タイプ7の三種類のサブタイプの中で、SX7は最も感情的に動かされやすいタイプです。元々、タイプ7はヘッドセンターの中では最も感情的なタイプですが、SX7は特にその傾向が強く、人生を理解するだけでなく、感じ、情熱的に生きることを求めています。

ドン・リソ、ラス・ハドソン

Don Riso and Russ Hudson (1999),The Wisdom of the Enneagram: The Complete Guide to Psychological and Spiritual Growth for the Nine Personality Types

SX7は、常に新しいものや平凡を超えたものを求めています。タイプ4と同じように、彼らは平凡なものを受け入れ難く感じて、むしろ拒絶する傾向があります。すべての活動や対人関係において、SX7は「生きている」と実感できる強いエネルギーを体験したいと考えています。これは、単なる楽しさを超えた、存在そのものを深く感じ取ろうとする心理的傾向です。SX7は想像力を限界まで高め、現実を理想化します。自己、関係性、そして現実そのものを理想的に捉えることが多いです。また、多様な興味を持ち、最先端だと感じる新しいアイデアやトピックに強い魅力を感じます。このように、SX7は「新鮮」だと感じる人に強く惹きつけられ、その人に対しては、魅力的かつ真摯な関心を持って積極的にアプローチします。その結果、彼らは一時的にその対象に夢中になり、まるで催眠にかかったかのように強く引き込まれることもあります。そして、その魅力的なエネルギーは、周囲の人にも同様の感覚を引き起こすことがあります。SX7は、新しい人との未来の冒険や共通の興味について、幻想的に空想することを楽しみます。こうした思考は、SX7にとって大きな刺激となり、さらにワイルドなアイデアやユーモア、ウィットを好む傾向を強めます。そのため、SX7は非常に思考の速度が速いですが、このスピード感が自身や人間関係において不安定さや落ち着きのなさを引き起こすこともあります。常に新しい刺激を求めるあまり一つのことに集中できずに焦燥感を覚えることがあります。

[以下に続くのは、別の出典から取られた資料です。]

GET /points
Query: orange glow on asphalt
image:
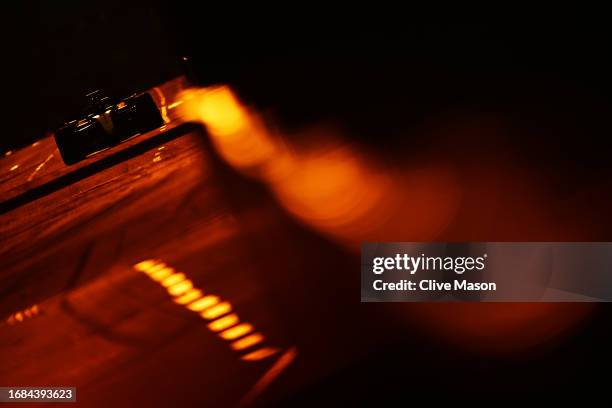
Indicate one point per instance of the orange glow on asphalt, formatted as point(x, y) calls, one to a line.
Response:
point(236, 331)
point(247, 341)
point(334, 188)
point(180, 288)
point(210, 307)
point(224, 322)
point(189, 297)
point(260, 354)
point(217, 311)
point(202, 304)
point(173, 279)
point(22, 315)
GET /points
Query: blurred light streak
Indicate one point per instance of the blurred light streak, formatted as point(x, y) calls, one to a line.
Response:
point(210, 307)
point(332, 187)
point(175, 104)
point(189, 297)
point(260, 354)
point(236, 331)
point(224, 322)
point(173, 279)
point(247, 341)
point(180, 288)
point(22, 315)
point(203, 303)
point(217, 311)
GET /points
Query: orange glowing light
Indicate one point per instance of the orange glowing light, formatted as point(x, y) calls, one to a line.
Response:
point(260, 354)
point(161, 274)
point(173, 279)
point(204, 303)
point(236, 331)
point(247, 341)
point(180, 288)
point(217, 311)
point(147, 265)
point(224, 322)
point(210, 307)
point(189, 297)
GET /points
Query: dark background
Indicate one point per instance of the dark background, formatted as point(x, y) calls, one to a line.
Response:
point(552, 81)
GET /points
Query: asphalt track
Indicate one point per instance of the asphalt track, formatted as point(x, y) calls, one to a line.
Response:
point(71, 235)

SX7が健全さを欠くと、興味や恋愛感情が次々と移り変わりやすくなります。彼らは、関係における責任や長期的なコミットメント(責任や継続的な関係に束縛される不安)を避ける一方で、恋愛の初期に感じる熱烈な陶酔感を好みます。彼らは恋に落ちる瞬間そのものを愛しており、ロマンチックな雰囲気や、相手と知り合っていく過程を楽しみます。しかし、恋の感情が馴染んでくると、相手への興奮が薄れてしまい、新たな恋に落ちる瞬間を探し始めることがよくあります。また、SX7の落ち着きのなさは、判断力にも影響を与えます。目を引く流行や派手なアイデアにすぐ飛びつきますが、それらはしばしば一時的な気晴らしに過ぎず、すぐに飽きて幻滅してしまいます。その結果、SX7はすぐに失望を味わうことになります。

不健全な状態に陥ると、SX7は強い刺激を求めるあまり、ますます衝動的で無謀になります。非現実的な計画や、危険な恋愛関係に手を出すことがあります。彼らはスリルを求めてどんどん刺激的な娯楽を追い求めますが、その一方で、次第にどんな刺激にも反応が鈍感になっていきます。常に限界ギリギリの生き方を続けることで、次第に感覚が麻痺し、過度に自己破壊的な生活に陥ってしまうこともあります。その結果、心身ともに燃え尽きてしまったり、取り返しのつかないダメージを負うこともあります。ほとんどのタイプ7は、人生のどこかでこうした不健全な傾向に直面します。自分の行動パターンに気づき、その瞬間を意識して捉えること、そして自分がどんな反応を示しているのかを理解することが、このタイプの否定的な側面から抜け出すための重要な鍵となります。